Commentary on the Gospel of
Today’s liturgy is simply that of Monday in the Fourth Week of Ordinary Time, but the Church also honors St. Blaise with an optional memorial. An early Fourth Century Bishop of Armenia, Blaise was martyred even after the Edict of Toleration. He was little known or appreciated in the Latin Church until a hagiographical account of his life, The Acts of Blaise, was written and fairly widely circulated in the early medieval period four hundred years later. Replete with stories of compassion for the poor and suffering, respectful attention from wild animals (wolves, bears and lions), the curing of ailments, including a child suffering from a bone caught in his throat, and horrifying accounts of final suffering and death when he did not abandon his faith and worship pagan gods, the Acts were guaranteed to evoke reverence and widespread devotion among Christians longing to know that men and women were genuinely free through God’s grace to live the Gospel message faithfully. Popular devotion canonized Blaise and on his feast (today) numerous practices of devotion have been carried out in different parts of the world, including the blessing of throats so popular in the United States. This evocation of God’s care through the intercession of one of his champions makes particular human sense in the midst of the cold and flu season filled with sore throats.

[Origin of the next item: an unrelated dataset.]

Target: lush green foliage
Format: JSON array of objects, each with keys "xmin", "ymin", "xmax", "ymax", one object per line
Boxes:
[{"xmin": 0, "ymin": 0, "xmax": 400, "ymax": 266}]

The readings today provide an interesting counter point to the blessing of throats devotion, however. The first reading is taken from the semi-continuous reading of First and Second Samuel that we have been praying with since the beginning of Ordinary Time. If we have attended each day to the readings we have been instructed by the triumphs and tragedies of the early monarchs in Israel, King Saul and, now, King David. David’s son, Absalom has betrayed his father and started a war of succession. A broken-hearted David processes through the streets of Jerusalem publically grieving when he encounters a relative of the former King, Saul who David had unseated. The relative runs beside the procession, throwing stones and dirt upon the King and his attendants and yelling insults and calling down curses. David’s servants want to do harm to the crazed man, but David recognizes the other man’s suffering out of the depths of his own. He also realizes that only God can judge whether this man is righteous in his anger, so he bears patiently with this additional sorrow. One can see in David a “type” of Jesus (his descendent) who will carry the sins of the nation and all of humanity to the cross as all the people around him mock him and jeer at his suffering.
In the Gospel we encounter another man who is mentally deranged, howling and throwing stones. But he is trying to destroy himself. He and the evil voices within him recognize in Jesus the power of life over death and order in chaos – the power of the Creator. As voices of chaos and destroyers of human peace and goodness, these demons beg Jesus not to drive them out to wander aimlessly (this would be exceedingly dangerous to everyone in that neighborhood) - but rather ask him to send them into a nearby herd of pigs. There is much going on in this text that we could spend days pondering, but those who know Jewish law and custom know that pigs are abhorrent to the Jews and their meat is utterly unclean. Only unbelievers would make a profit from trading in pigs. Apparently these pigs are an important element of the local economy, however, and so when Jesus sends the demons into the pigs, causing the animals to self-destruct (they stampede off a cliff) the whole population comes out of town and begs Jesus to leave – lest he do more “damage”. They don’t ask him to save them but to go away – to leave them to their darkness. Only the formerly crazed man, who is healed of his self-destroying demons, recognizes Jesus for who he is, and begs to follow him. Jesus sends him back to his own family and friends to proclaim the good news of his salvation.
On this Monday in February we are given a day to prayerfully consider what healing or forgiveness we need for ourselves, our families, our community. Perhaps we need our throats blessed so they can be opened to the praising of God’s mercy rather than cursing (or just grumbling about) our world, our leaders, ourselves. Perhaps there are some destructive tendencies in our hearts that make us want to get revenge for wounds we have suffered from others, or perhaps there are voices in our heads that convince us to engage in behavior that seriously harms our own lives – perhaps overwork, or attraction to the wrong kinds of entertainment or the wrong use of time and talent. Whatever attracts us too much and keeps us from the freedom of following Jesus completely.
From whatever we need healing, forgiveness, peace, or consolation Jesus walks by morning, noon and night to touch us, to relieve our hearts of darkness, to comfort us – to take onto himself the consequences of our sin, so that we no longer need to carry those burdens or follow those destructive commands. This is a day for telling our families and friends the good news that Jesus has liberated us.